Breast cancer rates fall, perhaps because of declining hormone use

  • Thread starter Thread starter Dandelion_Wine
  • Start date Start date
Status
Not open for further replies.
Ok. Maybe I’m wrong her. But, birth control pills are hormones also right?

So if the stopping the use of hormones reduces the rate of breast cancers in older women, then stopping the use of hormones in younger women should reduce it even further right?

Or am I looking at this wrong?
 
Do you think mainstream medicine will even tell women that though?
 
Well this certainly seems like a good thing. I hope that breast cancer rates and all cancer rates continue to fall.
 
Ok. Maybe I’m wrong her. But, birth control pills are hormones also right?
That’s what my gynacologist told me years ago when I was a teenager - I had to take them (he liked calling it “The Pill” - contained estrogen - came in a ‘nice little’ package resembling contraceptive pills… :eek: ) because I don’t have any naturally producing hormones - certain organs didn’t develop (I’m one of the oddball medical cases where, if I wanted to get married and have relations, then I would need an operation to create an opening, but I still wouldn’t be able to have kids, as there’s no reproductive organ.). If I didn’t take it, I would be rather… flat-chested. I don’t take it anymore since the pills were making me gag a bit (rough edges and I have sensitive skin) - that caused arguments because my parents wanted me to take it. He did mention that risk factor of cancer, too. That was one of the ethical questions he asked us.

I really didn’t have a choice back then - either I didn’t take “The Pill”, and risk not looking like a fully developed woman, or take “The Pill”. An odd dilema, I guess. Techincally, it’s immoral, but what happens if you don’t have any of the organs? :ehh:

Add to that, I have a good half dozen other issues (hearing, vision, anatomical oddities like webbed toes, etc.). I’m a regular medical oddball! 😛 Good thing the best hospital in the world is several miles down the street in the city.
 
I really didn’t have a choice back then - either I didn’t take “The Pill”, and risk not looking like a fully developed woman, or take “The Pill”. An odd dilema, I guess.

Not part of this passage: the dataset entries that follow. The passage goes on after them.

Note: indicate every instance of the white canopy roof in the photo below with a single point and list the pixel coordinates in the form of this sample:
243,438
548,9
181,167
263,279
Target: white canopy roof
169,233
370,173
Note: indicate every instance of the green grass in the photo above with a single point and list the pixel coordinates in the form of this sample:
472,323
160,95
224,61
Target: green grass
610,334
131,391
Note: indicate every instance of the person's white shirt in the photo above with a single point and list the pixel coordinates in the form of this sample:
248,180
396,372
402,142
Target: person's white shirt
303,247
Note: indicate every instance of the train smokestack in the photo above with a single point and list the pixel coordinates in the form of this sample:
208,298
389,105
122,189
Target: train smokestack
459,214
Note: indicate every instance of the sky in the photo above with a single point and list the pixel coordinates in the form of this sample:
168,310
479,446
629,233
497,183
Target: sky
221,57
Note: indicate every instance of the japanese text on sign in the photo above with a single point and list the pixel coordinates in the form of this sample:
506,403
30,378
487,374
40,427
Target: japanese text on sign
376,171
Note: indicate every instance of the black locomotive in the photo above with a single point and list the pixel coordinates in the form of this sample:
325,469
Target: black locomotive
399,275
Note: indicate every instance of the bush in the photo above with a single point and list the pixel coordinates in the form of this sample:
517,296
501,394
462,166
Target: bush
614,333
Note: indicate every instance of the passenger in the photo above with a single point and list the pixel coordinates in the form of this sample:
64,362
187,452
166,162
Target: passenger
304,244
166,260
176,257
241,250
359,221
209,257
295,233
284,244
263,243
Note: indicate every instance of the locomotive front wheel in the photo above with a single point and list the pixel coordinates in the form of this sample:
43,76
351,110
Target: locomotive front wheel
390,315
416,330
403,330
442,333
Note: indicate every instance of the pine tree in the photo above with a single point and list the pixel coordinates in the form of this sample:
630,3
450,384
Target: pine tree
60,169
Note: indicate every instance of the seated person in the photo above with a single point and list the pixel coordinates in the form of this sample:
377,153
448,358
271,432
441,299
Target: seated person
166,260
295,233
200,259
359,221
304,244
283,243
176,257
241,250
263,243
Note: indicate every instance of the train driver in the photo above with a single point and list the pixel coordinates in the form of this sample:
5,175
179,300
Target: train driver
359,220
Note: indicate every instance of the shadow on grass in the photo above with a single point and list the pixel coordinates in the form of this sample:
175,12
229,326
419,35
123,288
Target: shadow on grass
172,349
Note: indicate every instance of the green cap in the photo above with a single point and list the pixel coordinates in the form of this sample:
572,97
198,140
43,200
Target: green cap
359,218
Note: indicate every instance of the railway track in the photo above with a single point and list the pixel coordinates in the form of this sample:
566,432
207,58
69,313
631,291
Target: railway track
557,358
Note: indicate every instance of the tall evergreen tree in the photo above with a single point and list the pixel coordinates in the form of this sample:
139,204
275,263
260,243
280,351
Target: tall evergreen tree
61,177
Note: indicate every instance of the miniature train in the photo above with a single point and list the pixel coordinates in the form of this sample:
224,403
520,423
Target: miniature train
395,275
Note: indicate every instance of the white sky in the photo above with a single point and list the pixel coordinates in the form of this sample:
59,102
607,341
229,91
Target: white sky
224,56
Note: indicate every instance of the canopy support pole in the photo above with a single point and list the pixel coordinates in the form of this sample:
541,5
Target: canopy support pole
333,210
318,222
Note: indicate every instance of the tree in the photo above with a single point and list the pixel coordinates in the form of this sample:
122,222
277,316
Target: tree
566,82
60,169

Techincally, it’s immoral, but what happens if you don’t have any of the organs? :ehh:
Medicine is morally neutral, it’s how you intend to use it that makes it good or evil. If you are using it to reproduce/supplement a naturally abnormally low level of estrogen I’m pretty sure it’s okay.

There are much better hormone treatments than BCPs though! I need hormone replacement as well, but I’ve never been given birth control by my doctors.
 
The Women’s Health Iniative Study was a fifteen year study started in 1991 and stopped in 2002 I believe. It cost $625 million. It was the second study on combined hormone replacement therapy stopped due to report of breast cancer, strokes and Alzheimer’s related to estrogen and progestin.

I heard a doctor point out that the regular birth control pills are often used by women for periods of time say for a year and then at a later date for another year.

Also consider the millions of 40+ age women who are taking these medications including birth control and don’t even need it.
 
The Women’s Health Iniative Study was a fifteen year study started in 1991 and stopped in 2002 I believe. It cost $625 million. It was the second study on combined hormone replacement therapy stopped due to report of breast cancer, strokes and Alzheimer’s related to estrogen and progestin.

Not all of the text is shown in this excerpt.